ELO, Lyrics:
Hello my old friend.
Early morning day is dawning
Cooling towers and factory gates
Dirty streets and laughing people
Skinny dogs and beer crates
Hello my old friend
Hello my old friend
Sad canals green black water
Somewhere bicycles and beds
Wet and windy afternoons
And pigeons coo in garden sheds
Hello my old friend
Hello my old friend
High-rise tower blocks with panoramic
Views of trains and coal
Tiehead railway tracks tread faithfully
The gas works to behold
Hello my old friend
Hello my old friend
Just to see the sunset
Pretty rainbows over your majestic towers
To feel your earth beneath my feet
Here I could stand for hours and hours
(young girls sing f'rere jaque in the background)
Big machines that once were champions
Turn to dust under the sky
Broken windows choking chimneys
Factory walls for miles and miles
By bye my old friend
By bye my old friend
Just to see the sunset
Pretty rainbows over your majestic towers
To feel your earth beneath my feet
Here I could stand for hours and hours
Jeff Lynne
From the 1983 LP, Secret Messages.
Facts:
"Hello My Old Friend" from Secret Messages.
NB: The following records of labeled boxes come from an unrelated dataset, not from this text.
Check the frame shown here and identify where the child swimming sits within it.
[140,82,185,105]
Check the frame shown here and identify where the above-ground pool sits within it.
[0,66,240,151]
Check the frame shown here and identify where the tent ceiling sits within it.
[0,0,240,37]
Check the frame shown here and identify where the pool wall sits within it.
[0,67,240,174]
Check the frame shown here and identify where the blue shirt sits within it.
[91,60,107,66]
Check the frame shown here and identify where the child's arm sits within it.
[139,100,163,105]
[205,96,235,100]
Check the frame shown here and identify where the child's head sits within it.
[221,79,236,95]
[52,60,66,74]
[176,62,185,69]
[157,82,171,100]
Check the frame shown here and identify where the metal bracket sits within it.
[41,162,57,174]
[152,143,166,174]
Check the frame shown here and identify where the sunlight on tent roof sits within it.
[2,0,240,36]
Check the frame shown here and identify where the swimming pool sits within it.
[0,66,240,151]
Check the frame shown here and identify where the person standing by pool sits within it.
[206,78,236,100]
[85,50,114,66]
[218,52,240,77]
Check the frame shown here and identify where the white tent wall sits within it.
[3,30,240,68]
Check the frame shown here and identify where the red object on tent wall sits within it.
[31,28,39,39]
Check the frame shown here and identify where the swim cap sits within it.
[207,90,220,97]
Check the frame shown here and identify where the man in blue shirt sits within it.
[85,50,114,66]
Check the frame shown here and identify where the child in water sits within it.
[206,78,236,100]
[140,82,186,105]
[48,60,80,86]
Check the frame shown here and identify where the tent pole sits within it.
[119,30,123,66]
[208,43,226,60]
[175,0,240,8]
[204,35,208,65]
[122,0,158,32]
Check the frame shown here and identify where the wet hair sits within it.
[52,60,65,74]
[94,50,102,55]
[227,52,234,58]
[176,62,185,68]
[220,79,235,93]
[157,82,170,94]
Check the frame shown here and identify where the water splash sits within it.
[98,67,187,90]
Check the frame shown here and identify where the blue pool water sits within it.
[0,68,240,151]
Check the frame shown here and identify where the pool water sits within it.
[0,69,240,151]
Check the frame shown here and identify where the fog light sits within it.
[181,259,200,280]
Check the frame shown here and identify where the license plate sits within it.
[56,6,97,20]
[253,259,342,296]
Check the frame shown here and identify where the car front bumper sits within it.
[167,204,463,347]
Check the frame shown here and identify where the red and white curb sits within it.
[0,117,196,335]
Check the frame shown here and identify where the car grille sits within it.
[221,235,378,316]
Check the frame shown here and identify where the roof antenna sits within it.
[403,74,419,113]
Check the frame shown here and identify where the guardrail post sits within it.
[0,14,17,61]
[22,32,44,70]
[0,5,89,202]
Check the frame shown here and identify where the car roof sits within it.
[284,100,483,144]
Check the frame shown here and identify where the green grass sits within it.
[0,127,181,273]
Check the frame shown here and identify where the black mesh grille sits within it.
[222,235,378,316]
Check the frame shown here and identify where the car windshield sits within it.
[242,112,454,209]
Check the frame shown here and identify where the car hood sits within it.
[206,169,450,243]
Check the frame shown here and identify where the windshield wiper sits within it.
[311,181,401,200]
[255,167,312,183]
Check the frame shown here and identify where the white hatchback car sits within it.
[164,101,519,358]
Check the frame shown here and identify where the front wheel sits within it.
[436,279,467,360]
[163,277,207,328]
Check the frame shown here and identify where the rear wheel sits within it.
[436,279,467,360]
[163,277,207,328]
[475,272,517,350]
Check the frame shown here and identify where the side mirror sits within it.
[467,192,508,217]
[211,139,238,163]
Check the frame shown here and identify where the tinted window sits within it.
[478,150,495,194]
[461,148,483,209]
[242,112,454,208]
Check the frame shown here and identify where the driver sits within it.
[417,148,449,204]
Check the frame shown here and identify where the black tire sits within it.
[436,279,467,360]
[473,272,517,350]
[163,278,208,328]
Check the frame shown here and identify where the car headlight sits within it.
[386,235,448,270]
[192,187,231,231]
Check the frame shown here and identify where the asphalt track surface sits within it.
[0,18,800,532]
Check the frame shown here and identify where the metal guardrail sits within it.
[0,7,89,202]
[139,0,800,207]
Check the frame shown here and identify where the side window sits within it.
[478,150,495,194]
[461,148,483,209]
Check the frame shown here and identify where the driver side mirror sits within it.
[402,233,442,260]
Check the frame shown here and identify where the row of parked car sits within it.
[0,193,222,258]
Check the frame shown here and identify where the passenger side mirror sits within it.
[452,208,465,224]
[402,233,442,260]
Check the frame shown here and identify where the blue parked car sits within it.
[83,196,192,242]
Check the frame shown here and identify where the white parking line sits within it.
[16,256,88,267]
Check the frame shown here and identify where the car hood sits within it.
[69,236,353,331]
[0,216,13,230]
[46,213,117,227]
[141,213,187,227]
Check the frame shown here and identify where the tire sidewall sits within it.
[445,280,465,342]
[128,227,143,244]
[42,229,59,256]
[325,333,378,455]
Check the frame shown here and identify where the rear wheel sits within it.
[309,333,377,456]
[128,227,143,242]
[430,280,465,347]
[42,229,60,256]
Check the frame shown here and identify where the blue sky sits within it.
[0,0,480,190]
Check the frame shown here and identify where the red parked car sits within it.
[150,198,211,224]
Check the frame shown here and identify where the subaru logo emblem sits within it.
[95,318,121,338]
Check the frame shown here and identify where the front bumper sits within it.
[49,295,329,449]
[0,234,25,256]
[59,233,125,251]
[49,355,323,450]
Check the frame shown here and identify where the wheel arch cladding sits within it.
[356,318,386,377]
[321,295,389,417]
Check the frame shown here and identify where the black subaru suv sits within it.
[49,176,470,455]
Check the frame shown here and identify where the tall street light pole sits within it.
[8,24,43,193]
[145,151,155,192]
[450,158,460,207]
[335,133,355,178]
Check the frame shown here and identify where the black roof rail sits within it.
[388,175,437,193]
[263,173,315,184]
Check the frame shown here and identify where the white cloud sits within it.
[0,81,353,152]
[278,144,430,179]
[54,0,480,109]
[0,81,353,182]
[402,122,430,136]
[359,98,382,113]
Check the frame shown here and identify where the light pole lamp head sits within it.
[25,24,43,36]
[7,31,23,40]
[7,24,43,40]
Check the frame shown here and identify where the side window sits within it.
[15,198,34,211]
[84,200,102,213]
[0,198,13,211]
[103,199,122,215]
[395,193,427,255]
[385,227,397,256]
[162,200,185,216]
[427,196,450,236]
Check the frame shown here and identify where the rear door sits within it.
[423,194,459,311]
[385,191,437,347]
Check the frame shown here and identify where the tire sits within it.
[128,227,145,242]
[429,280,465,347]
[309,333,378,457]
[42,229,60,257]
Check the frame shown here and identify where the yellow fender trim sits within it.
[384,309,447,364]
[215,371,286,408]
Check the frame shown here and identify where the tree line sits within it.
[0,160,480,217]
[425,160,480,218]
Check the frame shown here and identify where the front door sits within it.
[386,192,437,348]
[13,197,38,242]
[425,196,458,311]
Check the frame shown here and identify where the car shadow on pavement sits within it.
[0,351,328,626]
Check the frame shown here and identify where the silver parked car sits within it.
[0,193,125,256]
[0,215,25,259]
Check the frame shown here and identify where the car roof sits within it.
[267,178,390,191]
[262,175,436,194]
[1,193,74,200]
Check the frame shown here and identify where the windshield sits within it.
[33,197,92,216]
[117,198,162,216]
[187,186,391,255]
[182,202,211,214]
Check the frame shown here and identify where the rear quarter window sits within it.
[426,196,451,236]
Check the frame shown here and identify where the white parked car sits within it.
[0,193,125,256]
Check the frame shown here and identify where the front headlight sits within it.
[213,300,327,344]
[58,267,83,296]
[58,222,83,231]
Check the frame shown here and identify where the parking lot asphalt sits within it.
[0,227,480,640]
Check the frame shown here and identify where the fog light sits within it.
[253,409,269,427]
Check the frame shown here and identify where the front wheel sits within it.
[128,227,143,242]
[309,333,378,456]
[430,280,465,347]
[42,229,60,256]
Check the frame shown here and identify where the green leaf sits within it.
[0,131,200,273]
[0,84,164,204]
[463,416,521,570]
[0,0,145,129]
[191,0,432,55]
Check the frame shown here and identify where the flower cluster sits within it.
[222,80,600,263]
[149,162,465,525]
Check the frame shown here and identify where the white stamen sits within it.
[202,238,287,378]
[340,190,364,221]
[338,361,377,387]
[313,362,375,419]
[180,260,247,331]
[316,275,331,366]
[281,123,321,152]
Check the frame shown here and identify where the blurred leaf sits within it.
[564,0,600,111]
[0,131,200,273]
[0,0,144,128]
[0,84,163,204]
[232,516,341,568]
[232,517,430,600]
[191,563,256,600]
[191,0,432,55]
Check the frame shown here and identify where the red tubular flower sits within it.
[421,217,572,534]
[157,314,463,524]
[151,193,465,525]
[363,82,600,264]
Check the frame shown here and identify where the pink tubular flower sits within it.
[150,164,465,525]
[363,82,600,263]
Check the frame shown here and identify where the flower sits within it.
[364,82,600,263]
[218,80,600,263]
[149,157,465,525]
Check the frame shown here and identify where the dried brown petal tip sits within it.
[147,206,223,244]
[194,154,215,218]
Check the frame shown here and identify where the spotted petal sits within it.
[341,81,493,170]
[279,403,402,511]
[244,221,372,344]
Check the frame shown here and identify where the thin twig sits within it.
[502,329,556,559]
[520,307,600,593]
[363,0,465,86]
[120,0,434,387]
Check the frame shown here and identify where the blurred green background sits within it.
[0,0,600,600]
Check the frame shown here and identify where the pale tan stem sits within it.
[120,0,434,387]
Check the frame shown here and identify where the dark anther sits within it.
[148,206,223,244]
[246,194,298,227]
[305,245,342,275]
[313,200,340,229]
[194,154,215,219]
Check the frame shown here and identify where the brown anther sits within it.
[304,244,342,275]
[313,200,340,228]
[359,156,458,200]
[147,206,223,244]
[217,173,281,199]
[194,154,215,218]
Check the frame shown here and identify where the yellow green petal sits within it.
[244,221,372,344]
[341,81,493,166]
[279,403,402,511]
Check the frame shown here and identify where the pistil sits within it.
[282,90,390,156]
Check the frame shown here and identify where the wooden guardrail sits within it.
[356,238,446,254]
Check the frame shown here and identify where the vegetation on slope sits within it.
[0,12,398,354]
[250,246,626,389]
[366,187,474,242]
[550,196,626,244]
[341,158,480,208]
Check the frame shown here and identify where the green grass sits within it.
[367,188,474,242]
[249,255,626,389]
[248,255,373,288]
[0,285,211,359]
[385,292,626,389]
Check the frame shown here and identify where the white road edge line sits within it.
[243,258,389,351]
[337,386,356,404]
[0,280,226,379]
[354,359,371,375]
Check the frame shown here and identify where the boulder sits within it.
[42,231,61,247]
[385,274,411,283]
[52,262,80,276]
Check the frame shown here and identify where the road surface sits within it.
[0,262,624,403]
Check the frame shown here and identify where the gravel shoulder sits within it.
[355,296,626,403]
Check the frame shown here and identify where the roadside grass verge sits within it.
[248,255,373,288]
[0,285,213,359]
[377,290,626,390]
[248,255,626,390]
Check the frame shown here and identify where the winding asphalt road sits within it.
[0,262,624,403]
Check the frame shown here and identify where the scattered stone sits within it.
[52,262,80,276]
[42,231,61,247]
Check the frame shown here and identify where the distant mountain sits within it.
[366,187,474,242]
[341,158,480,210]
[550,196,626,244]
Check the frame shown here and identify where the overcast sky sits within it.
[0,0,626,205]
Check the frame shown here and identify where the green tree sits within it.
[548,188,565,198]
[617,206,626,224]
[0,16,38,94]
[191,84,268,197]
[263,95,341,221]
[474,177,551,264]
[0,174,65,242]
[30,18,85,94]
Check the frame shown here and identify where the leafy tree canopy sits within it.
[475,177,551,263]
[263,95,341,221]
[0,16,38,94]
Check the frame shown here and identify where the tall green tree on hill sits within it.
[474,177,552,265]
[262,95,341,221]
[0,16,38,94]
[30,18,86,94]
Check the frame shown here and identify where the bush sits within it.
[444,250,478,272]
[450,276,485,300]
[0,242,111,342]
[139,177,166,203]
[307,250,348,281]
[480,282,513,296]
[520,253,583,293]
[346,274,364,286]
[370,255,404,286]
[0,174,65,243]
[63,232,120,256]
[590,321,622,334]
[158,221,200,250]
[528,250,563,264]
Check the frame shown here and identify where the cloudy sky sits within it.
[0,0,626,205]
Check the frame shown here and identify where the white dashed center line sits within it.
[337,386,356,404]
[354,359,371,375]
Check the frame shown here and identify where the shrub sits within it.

This song, originally meant to be the closer of the original double Secret Messages album, is chock full of hidden things. First off, after the first vocal bridge (ending "...here I could stand for hours and hours"), someone (probably Jeff) can be heard calling out "'spatch and mail" twice, in reference to old calls for newspapers for sale in Birmingham.
The section before the middle breakdown and is the "backwards messages can be fun/funny" line, first as heard on the original song, then reversed so that the message is heard forwards.
During the long breakdown, there are a great deal of hidden voices heard, but they are so jumbled that very few of them are particularly clear; what is heard is what sounds like a children's choir singing the French nursery song, Frère Jacques (a theme that is repeated later in the song) and what sounds like birdsong but may actually be some hidden message.
After the second vocal bridge, the shouting out of "'spatch and mail" is again repeated twice.
During the song's repeated ending, there is a lot going on, however one section that is quite clear is the children's choir singing the first two lines of Frère Jacques; they might be singing the rest of the lines, but if so, it's lost under other noises.
Later during the repeated ending, a high speed section is heard; this section is actually a backward, sped up, altered frequency recording of the children's choir singing Frère Jacques again. There may be much more in this song as there are a lot of odd, interesting sounds that may hide something that has yet been identified. Note that this song, originally meant to be the album closer, would have also had the album closing material that eventually ended up on the song Rock 'n' Roll Is King.